The situation is the same using apply directly (both the error above and the correct output when the file is directly specified). There are other tools for the use case of averaging over a BED, but I'd like to be able to build more complicated computations with wiggletools.

Why isn't "-" recognized as an iterator of type in_filename? Perhaps I'm missing something obvious - any feedback would be greatly appreciated.

dzerbino commented 4 months ago

Hello @jluquette ,

Without going into implementation details, this is a curious side effect of the apply_paste function, which triggers an unexpected exception when the last parameter is "-" i.e. standard input.

Sorry for the inconvenience,

Daniel

jluquette commented 4 months ago

Thanks @dzerbino for the very quick response.

Is there a workaround? I've tried replacing the final - with an iterator that returns the original stream unmodified (e.g., scale 1 -), but that didn't work either. The apply function also has the same behavior, perhaps due to the same implementation quirk, so that won't solve my issue either unfortunately.

dzerbino commented 4 months ago

Hello again,

I've given it some thought, and although the code can always be improved, this would ultimately hit on a design contradiction.

Fundamentally, the apply and apply_paste operators apply a statistical function (in this case meanI) to an input dataset (e.g. standard input) along regions of interest (bins.bed). The regions of interest can overlap or not be sorted, meaning that WiggleTools needs a way to arbitrarily go backwards and forwards on the input dataset. This is quite easy when the input dataset is a file or a file-based iterator, but standard input being a stream creates a complication. The obvious workaround would be to buffer the entirety of standard input, but this would create an open ended memory liability that would break WiggleTools' memory-minimal design pattern.

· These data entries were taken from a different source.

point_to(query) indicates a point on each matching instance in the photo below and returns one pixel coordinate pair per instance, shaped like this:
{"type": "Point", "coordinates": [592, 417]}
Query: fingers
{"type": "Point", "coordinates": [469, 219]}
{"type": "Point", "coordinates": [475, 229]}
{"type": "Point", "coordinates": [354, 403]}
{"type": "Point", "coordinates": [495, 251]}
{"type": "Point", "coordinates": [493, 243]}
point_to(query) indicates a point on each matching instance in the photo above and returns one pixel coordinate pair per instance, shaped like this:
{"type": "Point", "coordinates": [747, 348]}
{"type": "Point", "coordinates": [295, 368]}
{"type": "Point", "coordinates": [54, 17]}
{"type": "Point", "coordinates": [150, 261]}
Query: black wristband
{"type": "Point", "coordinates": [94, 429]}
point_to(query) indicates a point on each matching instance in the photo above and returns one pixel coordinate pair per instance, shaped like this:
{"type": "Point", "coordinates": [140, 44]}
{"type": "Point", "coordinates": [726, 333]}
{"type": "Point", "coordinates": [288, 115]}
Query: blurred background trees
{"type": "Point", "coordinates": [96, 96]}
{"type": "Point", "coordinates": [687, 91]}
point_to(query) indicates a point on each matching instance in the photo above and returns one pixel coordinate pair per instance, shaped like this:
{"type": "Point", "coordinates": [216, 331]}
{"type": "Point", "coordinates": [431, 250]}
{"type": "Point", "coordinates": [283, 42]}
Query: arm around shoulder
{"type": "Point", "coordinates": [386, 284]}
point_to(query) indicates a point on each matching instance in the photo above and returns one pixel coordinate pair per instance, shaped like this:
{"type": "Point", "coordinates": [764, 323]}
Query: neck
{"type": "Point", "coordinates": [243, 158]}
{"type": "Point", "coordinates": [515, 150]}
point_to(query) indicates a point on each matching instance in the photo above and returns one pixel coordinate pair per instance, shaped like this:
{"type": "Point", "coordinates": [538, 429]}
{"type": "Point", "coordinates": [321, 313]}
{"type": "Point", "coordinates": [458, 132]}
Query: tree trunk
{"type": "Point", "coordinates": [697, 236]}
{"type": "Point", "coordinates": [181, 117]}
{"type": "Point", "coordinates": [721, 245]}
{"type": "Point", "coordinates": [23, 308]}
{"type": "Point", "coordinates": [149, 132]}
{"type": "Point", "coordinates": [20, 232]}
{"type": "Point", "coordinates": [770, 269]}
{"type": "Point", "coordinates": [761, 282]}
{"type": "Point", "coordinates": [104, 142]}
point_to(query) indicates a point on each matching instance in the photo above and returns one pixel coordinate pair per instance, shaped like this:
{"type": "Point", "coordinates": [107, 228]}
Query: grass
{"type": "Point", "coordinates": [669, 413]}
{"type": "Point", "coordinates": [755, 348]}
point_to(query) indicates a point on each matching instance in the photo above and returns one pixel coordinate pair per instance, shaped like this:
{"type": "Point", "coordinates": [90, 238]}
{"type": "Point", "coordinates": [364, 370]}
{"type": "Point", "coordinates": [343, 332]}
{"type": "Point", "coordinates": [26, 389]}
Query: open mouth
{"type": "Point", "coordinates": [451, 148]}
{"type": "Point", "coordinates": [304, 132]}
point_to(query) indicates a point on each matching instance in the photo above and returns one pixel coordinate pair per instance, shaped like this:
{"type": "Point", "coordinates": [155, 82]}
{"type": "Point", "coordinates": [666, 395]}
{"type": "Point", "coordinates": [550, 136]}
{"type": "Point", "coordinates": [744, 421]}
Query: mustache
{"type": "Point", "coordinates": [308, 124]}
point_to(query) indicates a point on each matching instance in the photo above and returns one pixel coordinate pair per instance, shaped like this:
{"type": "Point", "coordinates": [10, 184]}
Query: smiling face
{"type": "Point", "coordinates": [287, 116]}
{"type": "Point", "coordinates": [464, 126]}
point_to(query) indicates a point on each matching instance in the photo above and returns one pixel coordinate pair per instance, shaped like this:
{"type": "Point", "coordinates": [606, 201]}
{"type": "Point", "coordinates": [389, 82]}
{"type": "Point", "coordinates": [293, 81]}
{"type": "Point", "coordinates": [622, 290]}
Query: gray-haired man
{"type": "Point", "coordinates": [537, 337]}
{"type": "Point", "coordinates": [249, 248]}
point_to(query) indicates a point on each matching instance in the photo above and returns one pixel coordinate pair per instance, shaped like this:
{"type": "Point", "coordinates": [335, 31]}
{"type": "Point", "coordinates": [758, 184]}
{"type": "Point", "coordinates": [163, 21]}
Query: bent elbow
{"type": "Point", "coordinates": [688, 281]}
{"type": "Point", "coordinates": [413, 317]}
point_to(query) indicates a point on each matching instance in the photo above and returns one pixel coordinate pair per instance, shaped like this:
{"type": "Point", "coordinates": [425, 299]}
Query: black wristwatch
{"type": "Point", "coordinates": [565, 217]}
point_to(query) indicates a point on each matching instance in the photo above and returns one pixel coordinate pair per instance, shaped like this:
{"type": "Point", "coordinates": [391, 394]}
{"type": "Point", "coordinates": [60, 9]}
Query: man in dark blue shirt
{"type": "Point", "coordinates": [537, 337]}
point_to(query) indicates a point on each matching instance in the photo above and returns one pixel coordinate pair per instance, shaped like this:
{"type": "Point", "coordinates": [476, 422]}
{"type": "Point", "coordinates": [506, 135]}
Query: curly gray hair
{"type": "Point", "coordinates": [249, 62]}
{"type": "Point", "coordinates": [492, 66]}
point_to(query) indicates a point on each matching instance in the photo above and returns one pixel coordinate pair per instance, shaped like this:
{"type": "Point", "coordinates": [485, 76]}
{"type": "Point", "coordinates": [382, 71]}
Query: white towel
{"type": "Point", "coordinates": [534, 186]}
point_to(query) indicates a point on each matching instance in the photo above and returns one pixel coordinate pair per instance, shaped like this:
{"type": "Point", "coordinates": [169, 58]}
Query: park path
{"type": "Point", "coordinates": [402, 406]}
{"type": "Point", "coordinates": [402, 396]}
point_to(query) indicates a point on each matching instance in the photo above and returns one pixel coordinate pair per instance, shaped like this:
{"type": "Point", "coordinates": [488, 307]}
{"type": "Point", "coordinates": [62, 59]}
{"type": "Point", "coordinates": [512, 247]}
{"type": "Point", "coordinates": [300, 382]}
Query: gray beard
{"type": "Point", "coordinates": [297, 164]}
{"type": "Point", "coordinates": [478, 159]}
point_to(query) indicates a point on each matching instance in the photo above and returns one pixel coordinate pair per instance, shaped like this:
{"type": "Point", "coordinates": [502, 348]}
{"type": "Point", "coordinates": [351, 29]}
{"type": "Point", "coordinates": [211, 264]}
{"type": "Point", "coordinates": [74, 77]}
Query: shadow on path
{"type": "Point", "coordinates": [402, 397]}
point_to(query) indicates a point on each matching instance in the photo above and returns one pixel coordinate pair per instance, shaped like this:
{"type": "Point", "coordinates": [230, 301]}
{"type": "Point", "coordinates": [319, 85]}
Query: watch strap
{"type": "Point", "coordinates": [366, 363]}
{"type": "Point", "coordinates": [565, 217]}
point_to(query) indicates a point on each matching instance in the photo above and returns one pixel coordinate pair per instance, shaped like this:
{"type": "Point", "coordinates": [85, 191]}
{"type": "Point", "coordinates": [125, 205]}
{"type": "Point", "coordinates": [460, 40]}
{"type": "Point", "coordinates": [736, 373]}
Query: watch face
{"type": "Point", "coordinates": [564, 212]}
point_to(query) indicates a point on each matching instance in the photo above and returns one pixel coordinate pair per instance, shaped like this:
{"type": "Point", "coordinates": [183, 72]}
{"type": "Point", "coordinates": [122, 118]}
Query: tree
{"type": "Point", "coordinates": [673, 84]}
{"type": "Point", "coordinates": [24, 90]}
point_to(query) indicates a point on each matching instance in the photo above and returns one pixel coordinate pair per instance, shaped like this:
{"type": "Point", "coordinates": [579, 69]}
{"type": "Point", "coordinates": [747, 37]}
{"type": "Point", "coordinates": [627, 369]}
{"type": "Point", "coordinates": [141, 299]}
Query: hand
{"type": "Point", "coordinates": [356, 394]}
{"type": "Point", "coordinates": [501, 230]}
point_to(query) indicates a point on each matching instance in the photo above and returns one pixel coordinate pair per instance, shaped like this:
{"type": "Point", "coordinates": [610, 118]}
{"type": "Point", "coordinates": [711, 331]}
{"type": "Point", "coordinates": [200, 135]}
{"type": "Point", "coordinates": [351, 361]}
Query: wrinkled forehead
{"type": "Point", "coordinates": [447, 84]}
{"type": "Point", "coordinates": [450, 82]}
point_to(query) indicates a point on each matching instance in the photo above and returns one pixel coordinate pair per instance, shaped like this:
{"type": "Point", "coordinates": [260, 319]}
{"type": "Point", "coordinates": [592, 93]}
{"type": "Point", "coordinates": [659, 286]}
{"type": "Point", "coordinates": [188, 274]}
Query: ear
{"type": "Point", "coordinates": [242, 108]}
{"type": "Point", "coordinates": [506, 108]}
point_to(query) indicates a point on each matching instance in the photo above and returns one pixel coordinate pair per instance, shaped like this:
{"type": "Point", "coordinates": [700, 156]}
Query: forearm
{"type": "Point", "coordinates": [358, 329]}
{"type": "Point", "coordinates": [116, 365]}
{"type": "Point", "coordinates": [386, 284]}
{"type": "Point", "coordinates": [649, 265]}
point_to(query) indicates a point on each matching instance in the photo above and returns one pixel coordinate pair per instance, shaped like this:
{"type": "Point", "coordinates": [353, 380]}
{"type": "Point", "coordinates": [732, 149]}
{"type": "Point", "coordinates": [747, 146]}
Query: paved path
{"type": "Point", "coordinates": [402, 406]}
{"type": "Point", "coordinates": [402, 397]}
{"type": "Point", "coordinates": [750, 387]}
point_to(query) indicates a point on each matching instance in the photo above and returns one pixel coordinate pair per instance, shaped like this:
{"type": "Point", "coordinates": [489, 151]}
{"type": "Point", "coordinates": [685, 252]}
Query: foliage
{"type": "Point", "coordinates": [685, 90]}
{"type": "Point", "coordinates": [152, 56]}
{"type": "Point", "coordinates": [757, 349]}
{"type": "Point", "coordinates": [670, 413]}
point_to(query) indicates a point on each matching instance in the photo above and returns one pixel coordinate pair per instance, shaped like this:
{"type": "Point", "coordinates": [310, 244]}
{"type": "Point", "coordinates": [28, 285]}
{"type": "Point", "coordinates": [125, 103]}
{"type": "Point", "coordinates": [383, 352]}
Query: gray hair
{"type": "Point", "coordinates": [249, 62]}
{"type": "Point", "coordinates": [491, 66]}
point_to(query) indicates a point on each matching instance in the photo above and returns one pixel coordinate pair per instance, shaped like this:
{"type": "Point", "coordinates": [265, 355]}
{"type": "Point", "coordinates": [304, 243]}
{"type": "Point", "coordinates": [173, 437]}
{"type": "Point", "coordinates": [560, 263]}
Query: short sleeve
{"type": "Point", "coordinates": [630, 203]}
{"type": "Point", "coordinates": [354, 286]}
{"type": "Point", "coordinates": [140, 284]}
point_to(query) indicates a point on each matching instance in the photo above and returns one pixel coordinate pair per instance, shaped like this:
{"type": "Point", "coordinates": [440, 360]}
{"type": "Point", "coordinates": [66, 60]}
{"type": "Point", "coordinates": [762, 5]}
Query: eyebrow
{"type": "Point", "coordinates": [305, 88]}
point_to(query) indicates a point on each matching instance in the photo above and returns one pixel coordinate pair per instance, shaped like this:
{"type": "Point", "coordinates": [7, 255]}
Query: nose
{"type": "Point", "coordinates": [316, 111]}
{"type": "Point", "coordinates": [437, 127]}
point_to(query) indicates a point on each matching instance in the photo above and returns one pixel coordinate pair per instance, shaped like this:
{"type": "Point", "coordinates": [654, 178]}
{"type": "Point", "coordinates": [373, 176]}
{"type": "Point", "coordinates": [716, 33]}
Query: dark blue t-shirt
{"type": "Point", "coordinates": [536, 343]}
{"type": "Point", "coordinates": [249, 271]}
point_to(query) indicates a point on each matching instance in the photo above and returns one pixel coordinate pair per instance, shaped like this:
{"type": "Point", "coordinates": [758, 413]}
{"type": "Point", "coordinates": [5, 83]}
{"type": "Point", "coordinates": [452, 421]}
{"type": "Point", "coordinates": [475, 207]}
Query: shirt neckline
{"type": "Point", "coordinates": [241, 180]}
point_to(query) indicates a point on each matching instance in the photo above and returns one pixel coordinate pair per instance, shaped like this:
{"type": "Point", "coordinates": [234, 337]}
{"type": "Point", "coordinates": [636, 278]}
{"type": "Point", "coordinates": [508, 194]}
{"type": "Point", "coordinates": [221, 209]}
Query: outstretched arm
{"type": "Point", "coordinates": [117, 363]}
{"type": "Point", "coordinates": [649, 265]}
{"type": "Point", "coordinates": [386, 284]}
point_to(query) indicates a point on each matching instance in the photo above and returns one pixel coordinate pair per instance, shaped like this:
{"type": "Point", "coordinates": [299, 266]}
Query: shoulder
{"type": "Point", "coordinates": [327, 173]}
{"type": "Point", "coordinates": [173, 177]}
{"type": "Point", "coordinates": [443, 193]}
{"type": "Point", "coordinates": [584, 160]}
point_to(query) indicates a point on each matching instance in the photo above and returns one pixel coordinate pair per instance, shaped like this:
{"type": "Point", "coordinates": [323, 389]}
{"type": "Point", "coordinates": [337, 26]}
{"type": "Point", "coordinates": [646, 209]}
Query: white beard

In conclusion, the best workaround (which you found out already), is to save the input dataset onto a file, then process that with WiggleTools, essentially using the file system as a buffer. I appreciate that there are circumstances where you are disk-space limited and this can be tricky, but by the same token placing the burden onto memory (generally speaking a more limited resource) does not seem to me as a sustainable solution. If you are constrained by writing permissions, a possibility (in Linux) would be to write into the /tmp directory which set aside specifically for that kind of purpose.

Hope this helps,

Daniel

jluquette commented 4 months ago

Thanks for the explanation - that makes plenty of sense.

Perhaps it'd be worth mentioning in the documentation and/or pointing out the difference in the EBNF grammar? By the way, is there a more up-to-date documentation source than the GitHub README? Some things (like the cat reducer) aren't mentioned in there.

Really enjoying the tool - thanks for the great work.

dzerbino commented 4 months ago

The GitHub README is the only documentation. Indeed, there has been some drift in the documentation, I should review it.